Digital Minefield

Why The Machines Are Winning

Closed Door Policy

When is a digit not a digit? When it’s a foot. That is, a digital foot in a metaphorical door to your computer. You’ve seen this image in old-time cartoons, from the days of door-to-door sales.

It’s most popular embodiment was probably the movie, The Fuller Brush Man, with Red Skelton (1948). Door-to-door sales are long gone, but every company (especially those you’ve done business with) wants a foot in your computer’s door.

Companies give away free software because it gives them access to your computer. They use this opening to stay connected. This foot in your door is their path to future sales. Everyday. All day.

To sell, they have to knock on your door. To do this, their software interrupts your work. They don’t care, because their goal is to maximize their presence on your machine. And mine.

Our goal is usually simpler, like trying to maintain workability. In other words, your aim and mine is to satisfice, to keep the machine running well enough to do what we need to do now.
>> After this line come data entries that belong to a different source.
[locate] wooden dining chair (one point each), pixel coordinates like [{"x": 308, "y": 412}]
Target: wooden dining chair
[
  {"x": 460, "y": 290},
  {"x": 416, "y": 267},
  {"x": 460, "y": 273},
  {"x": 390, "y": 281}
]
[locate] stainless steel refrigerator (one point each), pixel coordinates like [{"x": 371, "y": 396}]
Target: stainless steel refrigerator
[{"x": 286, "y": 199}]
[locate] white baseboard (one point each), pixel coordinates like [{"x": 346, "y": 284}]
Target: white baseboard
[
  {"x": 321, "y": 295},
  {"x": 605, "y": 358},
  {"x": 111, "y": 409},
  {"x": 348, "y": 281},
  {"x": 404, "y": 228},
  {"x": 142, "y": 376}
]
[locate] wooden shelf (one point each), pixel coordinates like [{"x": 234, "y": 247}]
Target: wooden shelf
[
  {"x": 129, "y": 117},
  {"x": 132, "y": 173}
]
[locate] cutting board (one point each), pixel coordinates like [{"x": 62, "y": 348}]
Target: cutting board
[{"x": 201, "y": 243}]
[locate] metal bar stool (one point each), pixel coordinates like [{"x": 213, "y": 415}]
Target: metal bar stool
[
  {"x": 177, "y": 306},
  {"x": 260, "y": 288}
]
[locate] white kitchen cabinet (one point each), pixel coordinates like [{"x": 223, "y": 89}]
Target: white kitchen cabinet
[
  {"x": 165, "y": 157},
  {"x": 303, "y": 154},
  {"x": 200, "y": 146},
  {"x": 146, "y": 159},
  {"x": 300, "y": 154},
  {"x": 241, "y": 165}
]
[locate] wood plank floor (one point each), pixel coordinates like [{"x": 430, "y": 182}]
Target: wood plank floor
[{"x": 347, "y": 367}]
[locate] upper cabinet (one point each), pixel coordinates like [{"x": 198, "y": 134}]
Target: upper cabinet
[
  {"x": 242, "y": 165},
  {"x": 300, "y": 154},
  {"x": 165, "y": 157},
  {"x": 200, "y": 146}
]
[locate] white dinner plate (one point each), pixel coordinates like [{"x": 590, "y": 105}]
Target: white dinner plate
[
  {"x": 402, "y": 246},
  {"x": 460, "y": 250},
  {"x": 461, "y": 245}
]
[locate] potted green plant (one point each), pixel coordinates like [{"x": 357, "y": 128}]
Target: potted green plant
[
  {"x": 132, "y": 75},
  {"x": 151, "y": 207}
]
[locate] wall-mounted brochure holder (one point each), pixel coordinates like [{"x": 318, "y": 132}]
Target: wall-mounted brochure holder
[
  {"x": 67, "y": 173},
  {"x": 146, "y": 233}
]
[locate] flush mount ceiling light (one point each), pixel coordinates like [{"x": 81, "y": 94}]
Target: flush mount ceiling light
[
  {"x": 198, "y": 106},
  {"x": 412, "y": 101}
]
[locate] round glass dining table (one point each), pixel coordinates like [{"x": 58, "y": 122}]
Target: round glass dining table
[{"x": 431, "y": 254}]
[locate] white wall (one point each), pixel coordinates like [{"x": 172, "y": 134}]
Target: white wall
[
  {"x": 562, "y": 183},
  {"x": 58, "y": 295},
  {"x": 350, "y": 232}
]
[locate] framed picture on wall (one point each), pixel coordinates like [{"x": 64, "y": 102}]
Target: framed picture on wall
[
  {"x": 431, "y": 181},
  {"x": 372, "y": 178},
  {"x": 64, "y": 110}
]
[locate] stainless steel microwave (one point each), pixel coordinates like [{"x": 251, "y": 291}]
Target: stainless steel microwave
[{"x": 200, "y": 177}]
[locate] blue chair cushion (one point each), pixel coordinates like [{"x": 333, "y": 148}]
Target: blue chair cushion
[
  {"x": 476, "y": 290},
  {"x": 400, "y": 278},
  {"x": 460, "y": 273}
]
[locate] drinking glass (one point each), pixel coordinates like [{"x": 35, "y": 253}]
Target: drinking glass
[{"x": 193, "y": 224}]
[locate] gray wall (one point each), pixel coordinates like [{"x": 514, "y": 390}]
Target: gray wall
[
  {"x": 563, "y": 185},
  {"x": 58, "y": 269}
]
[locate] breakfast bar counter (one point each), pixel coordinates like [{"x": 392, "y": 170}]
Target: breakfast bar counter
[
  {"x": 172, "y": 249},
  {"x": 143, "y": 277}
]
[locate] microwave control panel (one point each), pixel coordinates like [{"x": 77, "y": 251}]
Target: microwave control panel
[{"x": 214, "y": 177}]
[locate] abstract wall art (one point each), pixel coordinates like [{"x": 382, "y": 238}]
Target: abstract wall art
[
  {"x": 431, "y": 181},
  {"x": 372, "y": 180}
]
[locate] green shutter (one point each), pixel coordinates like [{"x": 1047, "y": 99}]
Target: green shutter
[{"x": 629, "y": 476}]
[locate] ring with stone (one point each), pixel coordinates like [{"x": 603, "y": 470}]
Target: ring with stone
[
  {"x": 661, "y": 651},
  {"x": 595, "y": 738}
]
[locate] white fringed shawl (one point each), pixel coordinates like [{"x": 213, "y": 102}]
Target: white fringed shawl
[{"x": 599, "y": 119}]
What we really need in this game, and do not have, are choices. What they want is for us to always accept their latest and best. Why won’t they let us select the level of perfection we desire?

I would hazard a guess that your wants are similar to mine: leave me the hell alone until I have to make a change (fix an immediate security breach). Leave my good enough alone.

I want them to get their intrusive attempts to maximize their position on my machine the hell out of my face. If they want us as customers, why shouldn’t we expect them to treat us better?

They seem to forget (or choose to ignore) that they are not the only company putting their corporate feet in your computer’s door. They fail to realize the cumulative effect. All these intrusions only produce increased customer resistance.

I may not be able to keep them from connecting to my computer, or stop them from knocking on my door. But I don’t have to answer. Ever. Neither do you. I just wish I could slam my door on their feet—like they did in those old cartoons.